L’abbatiale de la Sainte-Trinité de l’Abbaye aux Dames de Caen
Un panneau disposé à l’entrée du site
nous apprend ceci : « La
Reine Mathilde repose depuis 1083 dans l’église de
l’abbaye bénédictine qu’elle fonda pour avoir épousé son
lointain cousin le Duc Guillaume. L’église abbatiale fut
consacrée à la Trinité en 1066 et sa construction achevée
au début du XIIesiècle.

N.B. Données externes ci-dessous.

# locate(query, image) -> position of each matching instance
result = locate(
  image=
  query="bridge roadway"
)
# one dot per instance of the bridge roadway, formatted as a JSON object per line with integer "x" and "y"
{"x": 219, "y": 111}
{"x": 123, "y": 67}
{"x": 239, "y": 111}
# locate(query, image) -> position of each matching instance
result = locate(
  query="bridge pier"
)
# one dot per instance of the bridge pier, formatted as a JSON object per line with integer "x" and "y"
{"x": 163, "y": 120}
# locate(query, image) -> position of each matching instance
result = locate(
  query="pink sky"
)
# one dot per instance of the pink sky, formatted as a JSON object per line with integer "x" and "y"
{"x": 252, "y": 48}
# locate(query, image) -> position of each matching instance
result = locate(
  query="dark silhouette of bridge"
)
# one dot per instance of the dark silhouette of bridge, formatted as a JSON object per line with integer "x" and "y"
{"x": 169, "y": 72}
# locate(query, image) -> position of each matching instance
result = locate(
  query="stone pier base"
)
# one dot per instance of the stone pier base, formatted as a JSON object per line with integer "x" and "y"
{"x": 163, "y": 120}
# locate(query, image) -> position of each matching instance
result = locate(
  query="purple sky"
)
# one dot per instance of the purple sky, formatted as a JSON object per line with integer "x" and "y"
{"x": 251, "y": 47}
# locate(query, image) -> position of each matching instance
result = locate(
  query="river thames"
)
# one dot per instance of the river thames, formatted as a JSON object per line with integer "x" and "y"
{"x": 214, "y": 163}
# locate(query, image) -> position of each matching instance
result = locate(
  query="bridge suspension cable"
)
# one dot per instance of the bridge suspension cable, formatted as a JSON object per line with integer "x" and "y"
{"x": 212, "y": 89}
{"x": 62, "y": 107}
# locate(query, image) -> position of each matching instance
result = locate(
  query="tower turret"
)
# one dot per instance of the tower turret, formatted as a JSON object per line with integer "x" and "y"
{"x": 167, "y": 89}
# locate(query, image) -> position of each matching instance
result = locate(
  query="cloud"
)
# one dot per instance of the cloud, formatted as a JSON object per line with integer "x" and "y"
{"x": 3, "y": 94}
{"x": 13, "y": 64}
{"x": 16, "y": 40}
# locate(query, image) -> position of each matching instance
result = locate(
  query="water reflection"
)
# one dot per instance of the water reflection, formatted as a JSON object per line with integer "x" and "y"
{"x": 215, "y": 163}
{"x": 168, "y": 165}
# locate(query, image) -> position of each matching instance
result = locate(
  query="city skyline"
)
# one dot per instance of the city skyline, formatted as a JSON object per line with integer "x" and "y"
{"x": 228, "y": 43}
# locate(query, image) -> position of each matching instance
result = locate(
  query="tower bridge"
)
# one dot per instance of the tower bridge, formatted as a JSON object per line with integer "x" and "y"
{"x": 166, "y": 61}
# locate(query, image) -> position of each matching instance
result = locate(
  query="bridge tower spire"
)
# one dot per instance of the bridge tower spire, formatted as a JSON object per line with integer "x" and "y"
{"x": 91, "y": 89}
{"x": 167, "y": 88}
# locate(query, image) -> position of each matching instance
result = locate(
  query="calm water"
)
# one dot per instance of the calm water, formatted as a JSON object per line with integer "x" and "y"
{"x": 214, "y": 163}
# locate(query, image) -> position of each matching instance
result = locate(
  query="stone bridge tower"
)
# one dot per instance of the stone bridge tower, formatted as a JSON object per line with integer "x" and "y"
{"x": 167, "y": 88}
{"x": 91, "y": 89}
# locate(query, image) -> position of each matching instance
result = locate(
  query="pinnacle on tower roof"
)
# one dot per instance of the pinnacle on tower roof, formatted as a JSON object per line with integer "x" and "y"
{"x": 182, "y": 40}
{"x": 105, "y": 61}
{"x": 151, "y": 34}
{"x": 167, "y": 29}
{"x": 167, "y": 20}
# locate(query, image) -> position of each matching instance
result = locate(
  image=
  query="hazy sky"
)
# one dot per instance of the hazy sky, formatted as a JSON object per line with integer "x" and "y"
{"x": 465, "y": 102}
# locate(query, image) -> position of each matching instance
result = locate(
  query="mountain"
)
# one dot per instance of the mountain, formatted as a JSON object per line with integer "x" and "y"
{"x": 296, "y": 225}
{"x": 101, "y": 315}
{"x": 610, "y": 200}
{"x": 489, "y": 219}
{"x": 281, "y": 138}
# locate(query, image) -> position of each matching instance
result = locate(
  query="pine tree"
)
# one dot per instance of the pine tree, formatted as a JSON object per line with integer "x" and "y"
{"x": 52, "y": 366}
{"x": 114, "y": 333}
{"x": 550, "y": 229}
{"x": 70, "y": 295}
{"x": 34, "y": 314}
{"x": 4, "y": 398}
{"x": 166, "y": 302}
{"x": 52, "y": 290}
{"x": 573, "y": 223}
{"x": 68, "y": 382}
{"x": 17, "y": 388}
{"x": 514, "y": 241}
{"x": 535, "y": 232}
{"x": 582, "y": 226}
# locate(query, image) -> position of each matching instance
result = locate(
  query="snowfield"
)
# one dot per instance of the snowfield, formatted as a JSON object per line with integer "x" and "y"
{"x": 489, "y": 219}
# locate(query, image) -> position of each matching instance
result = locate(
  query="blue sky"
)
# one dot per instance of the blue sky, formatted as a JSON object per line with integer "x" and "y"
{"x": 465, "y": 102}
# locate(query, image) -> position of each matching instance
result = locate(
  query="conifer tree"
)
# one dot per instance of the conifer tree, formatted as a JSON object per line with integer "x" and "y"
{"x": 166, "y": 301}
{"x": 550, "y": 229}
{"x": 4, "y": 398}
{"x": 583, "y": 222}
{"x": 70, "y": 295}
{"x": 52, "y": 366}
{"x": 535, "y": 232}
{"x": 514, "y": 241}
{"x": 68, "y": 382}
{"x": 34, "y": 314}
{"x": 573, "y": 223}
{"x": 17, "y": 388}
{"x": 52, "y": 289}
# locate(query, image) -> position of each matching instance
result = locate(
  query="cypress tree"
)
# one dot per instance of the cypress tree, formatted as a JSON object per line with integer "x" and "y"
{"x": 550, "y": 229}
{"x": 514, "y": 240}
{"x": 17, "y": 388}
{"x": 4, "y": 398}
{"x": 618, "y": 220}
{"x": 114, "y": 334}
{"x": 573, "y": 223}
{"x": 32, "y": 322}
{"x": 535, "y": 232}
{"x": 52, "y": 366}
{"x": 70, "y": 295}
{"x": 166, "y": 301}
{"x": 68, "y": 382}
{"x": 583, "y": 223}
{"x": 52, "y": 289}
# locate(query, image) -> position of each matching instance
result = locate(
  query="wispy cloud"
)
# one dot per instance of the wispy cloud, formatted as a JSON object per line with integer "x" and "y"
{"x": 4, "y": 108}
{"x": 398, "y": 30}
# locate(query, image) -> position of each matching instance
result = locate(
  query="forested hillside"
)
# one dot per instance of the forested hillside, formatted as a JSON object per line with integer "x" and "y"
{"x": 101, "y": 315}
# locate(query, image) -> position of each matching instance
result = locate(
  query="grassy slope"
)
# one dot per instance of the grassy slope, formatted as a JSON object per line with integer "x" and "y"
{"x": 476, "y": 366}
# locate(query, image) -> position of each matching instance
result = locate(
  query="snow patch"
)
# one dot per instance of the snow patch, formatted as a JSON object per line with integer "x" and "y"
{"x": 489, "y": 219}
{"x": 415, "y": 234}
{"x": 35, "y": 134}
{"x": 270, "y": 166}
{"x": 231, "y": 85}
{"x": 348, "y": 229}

Quarante six
abbesses recevant le titre de « Madame de Caen » se
succédèrent à la tête de ce monastère féminin jusqu’à la
Révolution. »
La page de Wikipedia réservée à cet édifice est un peu plus
explicite : « Les travaux
de l'église de l'abbaye aux Dames commencent en 1062 et
sont achevés en 1130. On commence par le chevet, au XIe siècle, puis on ajoute de petits arcs-boutants à
l'extérieur pour renforcer l'édifice. Le 18 juin 1066, a
lieu la dédicace de l’abbatiale de la Trinité encore en
travaux, la célébration coïncidant avec l'assemblée des
barons et prélats réunis à Caen au printemps de 1066 pour
préparer l'expédition en Angleterre. Mathilde est morte en
1083 et son tombeau se trouve toujours dans le chœur de
l'église. »
Il faut tout d’abord noter que ce texte confirme en partie
ce que nous avons dit en plusieurs occasions, et tout
particulièrement dans la page précédente concernant la
cathédrale Notre-Dame de Bayeux : la date de consécration ne
correspond pas obligatoirement à la date d’achèvement des
travaux.
La précision des dates (début des travaux en 1062, fin des
travaux en 1130) fait envisager l’existence de documents
apportant des précisions sur cette construction.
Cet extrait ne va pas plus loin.